Ayah tersenyum, lalu beranjak dari tempat duduknya.
“Sebenarnya rezeki, jodoh dan kematian semua di tangan Allah. Kita semua hanya menjalani waktuNya dan mengabdi demi untukNya” Beliau memberikan hikmah dalam kehidupannya. Baiklah… Ayah rasa kalian juga sedang capai, jadi Ayah balik dulu aja yah. Mau istrahat juga. Masih cape dengan acara kita tadi kan… Alhamdulillah kita bersyukur semuanya berjalan dengan baik dan lancar serta dimudahkan oleh Allah SWT…. Ok yah. Assalamu alaikum”
“Waalaikum salam…” Jawab kami kompak dengan perasaan senang dan bahagia tak terkira. Kami berperpelukan dan melompat kegirangan bagai seorang anak kecil yang mendapatkan hadiah yang diimpikannya. Kegiatan ibadah nikah tuntunan sang nabi yang kami niatkan untuk Allah dibalas langsung dengan hadiah yang tak terkira. Kami semakin rajin beribadah dan bersedekah kepada siapa saja.

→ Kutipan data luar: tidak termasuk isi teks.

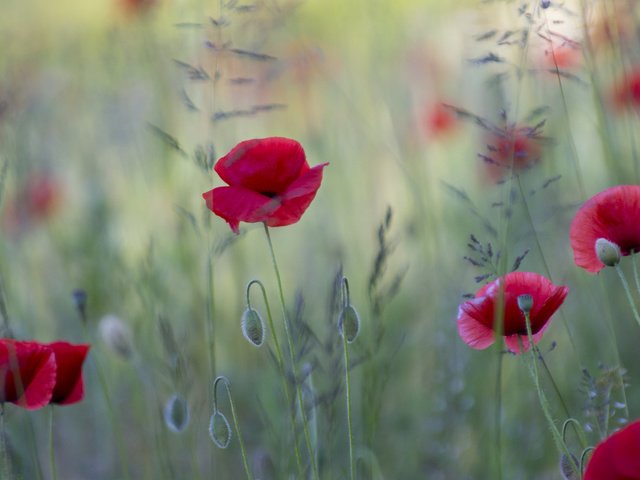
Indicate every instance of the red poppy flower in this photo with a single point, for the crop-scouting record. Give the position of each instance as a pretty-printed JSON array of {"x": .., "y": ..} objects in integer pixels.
[
  {"x": 69, "y": 386},
  {"x": 512, "y": 149},
  {"x": 476, "y": 317},
  {"x": 611, "y": 214},
  {"x": 617, "y": 457},
  {"x": 627, "y": 92},
  {"x": 27, "y": 373},
  {"x": 269, "y": 181},
  {"x": 438, "y": 120}
]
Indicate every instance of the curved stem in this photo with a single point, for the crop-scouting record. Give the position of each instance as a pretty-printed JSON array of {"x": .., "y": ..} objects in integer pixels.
[
  {"x": 7, "y": 471},
  {"x": 345, "y": 344},
  {"x": 280, "y": 360},
  {"x": 287, "y": 331},
  {"x": 235, "y": 420},
  {"x": 627, "y": 291},
  {"x": 498, "y": 418},
  {"x": 52, "y": 453},
  {"x": 544, "y": 403}
]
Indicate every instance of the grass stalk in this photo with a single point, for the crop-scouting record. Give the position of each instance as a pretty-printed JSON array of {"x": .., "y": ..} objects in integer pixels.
[{"x": 287, "y": 331}]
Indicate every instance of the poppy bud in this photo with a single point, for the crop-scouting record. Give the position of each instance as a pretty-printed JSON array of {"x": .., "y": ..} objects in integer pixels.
[
  {"x": 116, "y": 334},
  {"x": 608, "y": 252},
  {"x": 177, "y": 414},
  {"x": 525, "y": 302},
  {"x": 349, "y": 323},
  {"x": 219, "y": 430},
  {"x": 253, "y": 327}
]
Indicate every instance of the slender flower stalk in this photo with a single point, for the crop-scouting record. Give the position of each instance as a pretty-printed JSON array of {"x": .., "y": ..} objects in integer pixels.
[
  {"x": 280, "y": 360},
  {"x": 533, "y": 370},
  {"x": 287, "y": 331},
  {"x": 627, "y": 291},
  {"x": 52, "y": 453},
  {"x": 236, "y": 424},
  {"x": 348, "y": 335},
  {"x": 7, "y": 471}
]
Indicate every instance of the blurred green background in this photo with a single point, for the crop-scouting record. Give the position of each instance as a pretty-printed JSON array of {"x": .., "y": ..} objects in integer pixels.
[{"x": 110, "y": 109}]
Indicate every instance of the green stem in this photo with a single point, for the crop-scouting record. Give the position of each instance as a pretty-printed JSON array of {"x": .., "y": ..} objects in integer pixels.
[
  {"x": 280, "y": 361},
  {"x": 6, "y": 470},
  {"x": 287, "y": 331},
  {"x": 243, "y": 451},
  {"x": 544, "y": 403},
  {"x": 352, "y": 469},
  {"x": 52, "y": 453},
  {"x": 497, "y": 418},
  {"x": 627, "y": 291},
  {"x": 119, "y": 438}
]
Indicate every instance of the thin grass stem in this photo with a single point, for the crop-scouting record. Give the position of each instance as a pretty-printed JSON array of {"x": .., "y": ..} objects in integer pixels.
[
  {"x": 280, "y": 360},
  {"x": 627, "y": 291},
  {"x": 243, "y": 451},
  {"x": 287, "y": 331},
  {"x": 52, "y": 452}
]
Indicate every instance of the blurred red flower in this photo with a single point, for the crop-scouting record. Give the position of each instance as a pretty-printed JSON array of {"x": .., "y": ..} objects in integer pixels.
[
  {"x": 512, "y": 149},
  {"x": 611, "y": 214},
  {"x": 69, "y": 386},
  {"x": 626, "y": 94},
  {"x": 617, "y": 457},
  {"x": 27, "y": 373},
  {"x": 476, "y": 317},
  {"x": 37, "y": 199},
  {"x": 269, "y": 181},
  {"x": 438, "y": 120}
]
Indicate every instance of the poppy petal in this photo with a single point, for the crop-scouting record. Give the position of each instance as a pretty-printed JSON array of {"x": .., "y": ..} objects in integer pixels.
[
  {"x": 237, "y": 204},
  {"x": 472, "y": 332},
  {"x": 69, "y": 384},
  {"x": 297, "y": 198},
  {"x": 611, "y": 214},
  {"x": 27, "y": 373},
  {"x": 267, "y": 165}
]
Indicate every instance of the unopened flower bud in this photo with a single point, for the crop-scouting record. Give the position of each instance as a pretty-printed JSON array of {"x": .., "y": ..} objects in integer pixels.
[
  {"x": 608, "y": 252},
  {"x": 349, "y": 323},
  {"x": 116, "y": 335},
  {"x": 177, "y": 414},
  {"x": 525, "y": 303},
  {"x": 253, "y": 327},
  {"x": 219, "y": 430}
]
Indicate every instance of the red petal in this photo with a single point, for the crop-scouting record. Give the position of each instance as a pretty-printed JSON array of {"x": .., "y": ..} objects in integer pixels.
[
  {"x": 69, "y": 385},
  {"x": 267, "y": 165},
  {"x": 611, "y": 214},
  {"x": 472, "y": 332},
  {"x": 28, "y": 372},
  {"x": 237, "y": 204},
  {"x": 297, "y": 198},
  {"x": 617, "y": 457}
]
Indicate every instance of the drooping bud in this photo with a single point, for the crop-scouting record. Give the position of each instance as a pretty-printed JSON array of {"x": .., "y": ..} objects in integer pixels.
[
  {"x": 253, "y": 327},
  {"x": 349, "y": 323},
  {"x": 219, "y": 429},
  {"x": 177, "y": 414},
  {"x": 116, "y": 335},
  {"x": 608, "y": 252},
  {"x": 525, "y": 303}
]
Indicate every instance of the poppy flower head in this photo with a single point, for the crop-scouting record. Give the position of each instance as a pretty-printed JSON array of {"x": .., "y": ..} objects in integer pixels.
[
  {"x": 512, "y": 149},
  {"x": 438, "y": 120},
  {"x": 69, "y": 387},
  {"x": 617, "y": 457},
  {"x": 611, "y": 215},
  {"x": 476, "y": 317},
  {"x": 269, "y": 180},
  {"x": 27, "y": 373}
]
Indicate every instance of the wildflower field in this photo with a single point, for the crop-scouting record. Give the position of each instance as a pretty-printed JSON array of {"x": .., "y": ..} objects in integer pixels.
[{"x": 320, "y": 239}]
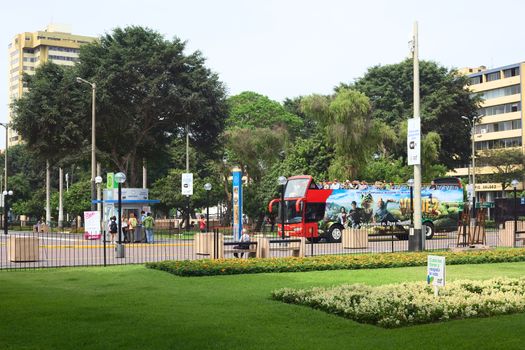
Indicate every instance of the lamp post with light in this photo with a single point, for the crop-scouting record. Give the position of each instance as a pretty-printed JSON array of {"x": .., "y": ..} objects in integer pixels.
[
  {"x": 282, "y": 182},
  {"x": 93, "y": 138},
  {"x": 98, "y": 182},
  {"x": 410, "y": 183},
  {"x": 514, "y": 184},
  {"x": 207, "y": 187},
  {"x": 6, "y": 210},
  {"x": 120, "y": 178}
]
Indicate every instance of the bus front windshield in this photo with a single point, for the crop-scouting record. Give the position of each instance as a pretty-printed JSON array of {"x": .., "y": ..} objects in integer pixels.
[
  {"x": 291, "y": 215},
  {"x": 296, "y": 188}
]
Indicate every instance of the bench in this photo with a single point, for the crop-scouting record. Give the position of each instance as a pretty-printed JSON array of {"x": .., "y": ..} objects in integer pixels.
[
  {"x": 251, "y": 251},
  {"x": 295, "y": 246}
]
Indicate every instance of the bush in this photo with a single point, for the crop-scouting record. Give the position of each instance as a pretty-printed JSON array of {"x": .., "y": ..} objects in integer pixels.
[
  {"x": 405, "y": 304},
  {"x": 207, "y": 267}
]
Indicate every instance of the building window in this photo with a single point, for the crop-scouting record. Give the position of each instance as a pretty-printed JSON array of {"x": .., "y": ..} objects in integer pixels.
[
  {"x": 500, "y": 92},
  {"x": 493, "y": 76},
  {"x": 476, "y": 80},
  {"x": 498, "y": 144},
  {"x": 500, "y": 109},
  {"x": 511, "y": 72}
]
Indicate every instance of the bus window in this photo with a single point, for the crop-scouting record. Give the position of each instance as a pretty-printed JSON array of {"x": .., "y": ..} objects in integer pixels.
[{"x": 314, "y": 212}]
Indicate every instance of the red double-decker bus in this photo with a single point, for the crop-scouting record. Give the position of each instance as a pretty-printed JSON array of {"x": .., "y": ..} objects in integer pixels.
[{"x": 314, "y": 212}]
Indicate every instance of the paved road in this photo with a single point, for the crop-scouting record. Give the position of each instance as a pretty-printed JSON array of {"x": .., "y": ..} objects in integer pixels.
[{"x": 62, "y": 249}]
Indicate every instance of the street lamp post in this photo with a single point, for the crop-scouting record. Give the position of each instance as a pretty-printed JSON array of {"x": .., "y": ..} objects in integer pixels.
[
  {"x": 98, "y": 182},
  {"x": 514, "y": 184},
  {"x": 6, "y": 210},
  {"x": 207, "y": 187},
  {"x": 93, "y": 139},
  {"x": 472, "y": 124},
  {"x": 121, "y": 178},
  {"x": 282, "y": 182}
]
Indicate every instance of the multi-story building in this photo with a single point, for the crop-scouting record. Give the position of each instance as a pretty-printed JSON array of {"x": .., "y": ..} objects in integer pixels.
[
  {"x": 500, "y": 125},
  {"x": 30, "y": 49}
]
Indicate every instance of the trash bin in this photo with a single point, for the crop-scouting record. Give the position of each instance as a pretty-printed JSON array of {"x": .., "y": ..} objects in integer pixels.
[{"x": 138, "y": 234}]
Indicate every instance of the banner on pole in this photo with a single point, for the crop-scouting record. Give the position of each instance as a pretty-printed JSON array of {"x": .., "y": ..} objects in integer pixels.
[
  {"x": 237, "y": 204},
  {"x": 91, "y": 225},
  {"x": 187, "y": 184},
  {"x": 414, "y": 141}
]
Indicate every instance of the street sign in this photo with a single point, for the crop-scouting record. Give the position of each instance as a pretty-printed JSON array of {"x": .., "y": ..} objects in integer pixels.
[
  {"x": 485, "y": 205},
  {"x": 187, "y": 184},
  {"x": 414, "y": 141},
  {"x": 436, "y": 270}
]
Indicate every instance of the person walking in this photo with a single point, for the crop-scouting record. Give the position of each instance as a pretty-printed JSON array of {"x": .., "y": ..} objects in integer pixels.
[
  {"x": 148, "y": 224},
  {"x": 132, "y": 225},
  {"x": 113, "y": 229}
]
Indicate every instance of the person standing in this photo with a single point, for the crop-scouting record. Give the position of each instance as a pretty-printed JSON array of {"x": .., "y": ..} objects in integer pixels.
[
  {"x": 113, "y": 229},
  {"x": 148, "y": 224},
  {"x": 132, "y": 225}
]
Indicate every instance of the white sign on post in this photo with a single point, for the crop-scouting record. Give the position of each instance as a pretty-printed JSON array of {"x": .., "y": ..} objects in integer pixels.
[
  {"x": 436, "y": 272},
  {"x": 92, "y": 225},
  {"x": 414, "y": 141},
  {"x": 187, "y": 184}
]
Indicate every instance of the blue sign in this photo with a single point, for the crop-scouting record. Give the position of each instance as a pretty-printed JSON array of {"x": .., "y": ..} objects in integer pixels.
[{"x": 237, "y": 204}]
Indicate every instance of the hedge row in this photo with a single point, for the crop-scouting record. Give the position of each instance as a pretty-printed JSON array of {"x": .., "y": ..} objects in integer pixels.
[
  {"x": 207, "y": 267},
  {"x": 405, "y": 304}
]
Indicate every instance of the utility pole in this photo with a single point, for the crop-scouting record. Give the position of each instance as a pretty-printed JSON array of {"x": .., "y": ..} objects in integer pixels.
[{"x": 418, "y": 232}]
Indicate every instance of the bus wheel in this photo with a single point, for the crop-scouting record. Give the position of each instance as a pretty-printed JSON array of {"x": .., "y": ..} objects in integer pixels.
[
  {"x": 429, "y": 229},
  {"x": 335, "y": 233}
]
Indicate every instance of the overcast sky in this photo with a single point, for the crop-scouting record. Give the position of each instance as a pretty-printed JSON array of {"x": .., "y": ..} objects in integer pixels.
[{"x": 289, "y": 48}]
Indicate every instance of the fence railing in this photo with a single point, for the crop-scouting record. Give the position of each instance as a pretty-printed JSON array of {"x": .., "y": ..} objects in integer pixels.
[{"x": 62, "y": 247}]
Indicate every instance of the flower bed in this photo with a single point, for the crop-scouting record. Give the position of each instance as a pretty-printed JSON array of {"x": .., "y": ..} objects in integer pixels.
[
  {"x": 398, "y": 305},
  {"x": 207, "y": 267}
]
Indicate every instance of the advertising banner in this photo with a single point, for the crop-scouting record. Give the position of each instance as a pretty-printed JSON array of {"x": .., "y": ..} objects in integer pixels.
[
  {"x": 440, "y": 205},
  {"x": 92, "y": 225},
  {"x": 187, "y": 184},
  {"x": 237, "y": 204},
  {"x": 414, "y": 141}
]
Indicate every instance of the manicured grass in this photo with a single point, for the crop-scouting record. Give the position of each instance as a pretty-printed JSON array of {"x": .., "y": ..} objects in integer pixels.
[{"x": 131, "y": 307}]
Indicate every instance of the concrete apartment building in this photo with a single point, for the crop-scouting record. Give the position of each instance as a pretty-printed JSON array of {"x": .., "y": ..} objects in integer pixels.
[
  {"x": 501, "y": 125},
  {"x": 30, "y": 49}
]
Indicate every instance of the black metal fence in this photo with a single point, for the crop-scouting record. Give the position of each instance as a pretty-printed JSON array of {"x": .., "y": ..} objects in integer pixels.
[{"x": 54, "y": 247}]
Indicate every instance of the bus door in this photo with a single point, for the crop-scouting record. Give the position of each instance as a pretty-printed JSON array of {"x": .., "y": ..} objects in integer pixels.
[{"x": 314, "y": 213}]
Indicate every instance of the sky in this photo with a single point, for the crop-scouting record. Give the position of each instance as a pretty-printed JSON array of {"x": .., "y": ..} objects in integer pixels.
[{"x": 290, "y": 48}]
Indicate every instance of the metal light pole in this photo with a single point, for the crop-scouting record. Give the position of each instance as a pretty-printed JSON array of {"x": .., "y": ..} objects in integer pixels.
[
  {"x": 514, "y": 184},
  {"x": 282, "y": 182},
  {"x": 98, "y": 182},
  {"x": 6, "y": 126},
  {"x": 418, "y": 232},
  {"x": 207, "y": 187},
  {"x": 6, "y": 210},
  {"x": 119, "y": 248},
  {"x": 472, "y": 124},
  {"x": 93, "y": 139},
  {"x": 410, "y": 183}
]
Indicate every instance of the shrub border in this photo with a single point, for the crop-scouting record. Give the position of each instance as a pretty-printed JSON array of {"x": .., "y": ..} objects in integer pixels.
[{"x": 208, "y": 267}]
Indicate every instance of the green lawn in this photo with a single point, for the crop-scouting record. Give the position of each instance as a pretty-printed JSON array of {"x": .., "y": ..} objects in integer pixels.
[{"x": 131, "y": 307}]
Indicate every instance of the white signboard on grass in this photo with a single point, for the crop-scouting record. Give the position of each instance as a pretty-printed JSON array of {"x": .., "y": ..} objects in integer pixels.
[
  {"x": 436, "y": 270},
  {"x": 187, "y": 184}
]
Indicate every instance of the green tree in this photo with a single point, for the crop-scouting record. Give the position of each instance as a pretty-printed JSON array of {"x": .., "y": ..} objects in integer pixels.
[
  {"x": 252, "y": 110},
  {"x": 149, "y": 89},
  {"x": 345, "y": 118},
  {"x": 47, "y": 117},
  {"x": 445, "y": 97},
  {"x": 504, "y": 166}
]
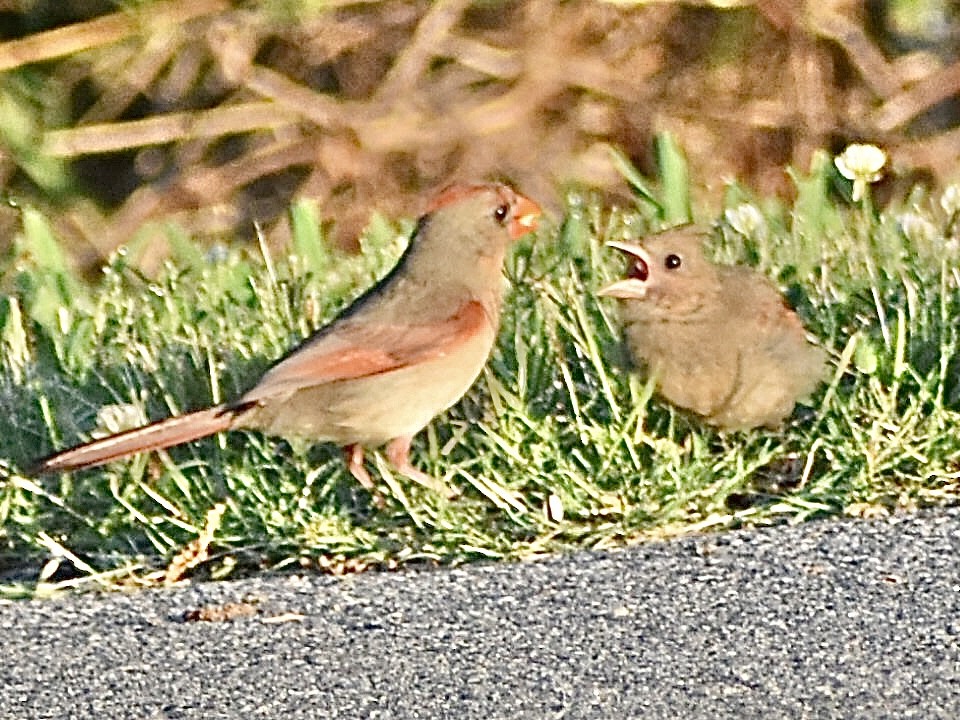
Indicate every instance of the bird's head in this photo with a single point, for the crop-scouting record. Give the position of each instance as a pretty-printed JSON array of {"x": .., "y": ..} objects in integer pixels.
[{"x": 668, "y": 274}]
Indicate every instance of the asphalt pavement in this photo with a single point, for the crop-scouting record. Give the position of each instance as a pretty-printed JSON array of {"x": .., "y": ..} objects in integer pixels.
[{"x": 831, "y": 619}]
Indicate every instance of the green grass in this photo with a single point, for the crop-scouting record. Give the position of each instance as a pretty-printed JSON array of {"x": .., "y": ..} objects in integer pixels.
[{"x": 555, "y": 417}]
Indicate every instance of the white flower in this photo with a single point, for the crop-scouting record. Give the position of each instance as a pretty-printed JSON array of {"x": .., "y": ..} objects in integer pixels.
[
  {"x": 117, "y": 418},
  {"x": 746, "y": 220},
  {"x": 863, "y": 164}
]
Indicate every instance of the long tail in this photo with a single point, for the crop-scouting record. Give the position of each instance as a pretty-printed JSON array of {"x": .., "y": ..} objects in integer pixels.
[{"x": 156, "y": 436}]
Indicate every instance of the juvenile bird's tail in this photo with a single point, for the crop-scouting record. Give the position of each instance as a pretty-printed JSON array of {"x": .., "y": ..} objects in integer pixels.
[{"x": 156, "y": 436}]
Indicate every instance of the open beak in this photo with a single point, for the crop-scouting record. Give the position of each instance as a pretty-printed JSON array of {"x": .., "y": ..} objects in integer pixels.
[
  {"x": 525, "y": 217},
  {"x": 633, "y": 287}
]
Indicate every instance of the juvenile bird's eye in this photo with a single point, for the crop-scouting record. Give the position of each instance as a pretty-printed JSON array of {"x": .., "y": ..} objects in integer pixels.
[{"x": 638, "y": 271}]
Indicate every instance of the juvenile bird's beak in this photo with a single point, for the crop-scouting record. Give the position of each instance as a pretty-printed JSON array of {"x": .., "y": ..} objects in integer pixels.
[
  {"x": 633, "y": 287},
  {"x": 525, "y": 217}
]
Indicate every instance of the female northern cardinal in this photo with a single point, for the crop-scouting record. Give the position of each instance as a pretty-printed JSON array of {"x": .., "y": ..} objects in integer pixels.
[
  {"x": 403, "y": 352},
  {"x": 718, "y": 340}
]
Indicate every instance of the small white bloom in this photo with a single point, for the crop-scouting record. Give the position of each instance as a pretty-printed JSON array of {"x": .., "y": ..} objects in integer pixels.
[
  {"x": 553, "y": 508},
  {"x": 117, "y": 418},
  {"x": 863, "y": 164},
  {"x": 746, "y": 220},
  {"x": 917, "y": 228},
  {"x": 950, "y": 200}
]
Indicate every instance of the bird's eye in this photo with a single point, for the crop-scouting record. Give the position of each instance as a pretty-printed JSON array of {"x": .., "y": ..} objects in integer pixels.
[{"x": 638, "y": 271}]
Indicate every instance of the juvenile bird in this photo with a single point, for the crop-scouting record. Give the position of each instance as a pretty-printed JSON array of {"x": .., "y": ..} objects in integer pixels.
[
  {"x": 717, "y": 340},
  {"x": 403, "y": 352}
]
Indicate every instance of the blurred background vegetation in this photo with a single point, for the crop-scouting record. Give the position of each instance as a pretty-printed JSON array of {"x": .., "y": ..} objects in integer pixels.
[{"x": 117, "y": 115}]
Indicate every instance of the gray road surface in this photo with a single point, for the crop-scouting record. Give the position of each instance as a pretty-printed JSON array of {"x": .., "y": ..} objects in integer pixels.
[{"x": 826, "y": 620}]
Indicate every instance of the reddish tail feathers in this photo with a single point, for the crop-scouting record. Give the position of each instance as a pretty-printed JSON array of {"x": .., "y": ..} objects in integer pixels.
[{"x": 159, "y": 435}]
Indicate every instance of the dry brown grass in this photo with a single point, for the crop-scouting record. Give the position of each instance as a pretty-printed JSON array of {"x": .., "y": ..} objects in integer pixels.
[{"x": 216, "y": 115}]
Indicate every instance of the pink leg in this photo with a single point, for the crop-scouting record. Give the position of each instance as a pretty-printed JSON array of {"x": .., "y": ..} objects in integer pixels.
[
  {"x": 398, "y": 453},
  {"x": 356, "y": 467}
]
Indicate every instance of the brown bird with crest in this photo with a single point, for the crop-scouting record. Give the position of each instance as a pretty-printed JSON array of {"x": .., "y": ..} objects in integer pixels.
[{"x": 378, "y": 373}]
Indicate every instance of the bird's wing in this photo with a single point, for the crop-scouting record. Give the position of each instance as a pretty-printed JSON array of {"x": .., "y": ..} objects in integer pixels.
[{"x": 351, "y": 350}]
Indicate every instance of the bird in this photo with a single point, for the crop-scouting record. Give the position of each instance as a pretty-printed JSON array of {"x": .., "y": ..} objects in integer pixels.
[
  {"x": 717, "y": 340},
  {"x": 378, "y": 373}
]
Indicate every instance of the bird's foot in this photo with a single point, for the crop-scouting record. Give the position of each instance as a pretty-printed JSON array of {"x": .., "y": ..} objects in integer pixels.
[{"x": 398, "y": 453}]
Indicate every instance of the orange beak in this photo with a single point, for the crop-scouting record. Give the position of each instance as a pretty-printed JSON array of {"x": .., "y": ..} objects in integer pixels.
[{"x": 525, "y": 217}]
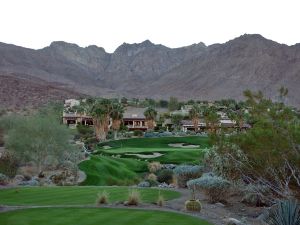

Sampai disini semua berjalan lancar dan penuh keberkahan. Seolah kehidupan berputar di jalan yang lurus tak berliku atau menanjak bahkan terhindar dari turunan yang curam. Bahtera yang baru saja kami bina, berlayar tak berangin bahkan nyaris tak bergelombang. Kebahagiaan dan beragam hadiah terus datang dan menghampiri kami di bulan-bulan pertama pernikahan. Mulai dari hadiah rumah, hingga hadiah kendaraan baik mobil dan motor serta berbagai perlengkapan rumah tangga untuk kelangsungan pernikahan kami yang masih baru. Semua orang seakan berlomba untuk memberikan hadiahnya sebagai ucapan selamat atas sebuah pernikahan yang direstui oleh semua keluarga dan kerabat dekat. Gedung pernikahan, masjid dan kamar hotel semuanya telah disumbang oleh kerabat yang peduli dengan pernikahan kami. Bahkan kami berdua mendapatkan hadiah umrah untuk berziarah ke makam nabi besar Muhammad Madinah Al Munawwarah sekaligus beribadah tawaf di masjidil haram Makkah Al Mukarramah. Mungkin inilah yang disebut orang dengan bulan madu terindah bagai surga sebelum surga yang sebenarnya. Bulan-bulan awal pernikahan berlangsung begitu indah dan kemanapun kami pergi selalu berjalan dengan mesranya seakan tak ingin lepas dari pelukan.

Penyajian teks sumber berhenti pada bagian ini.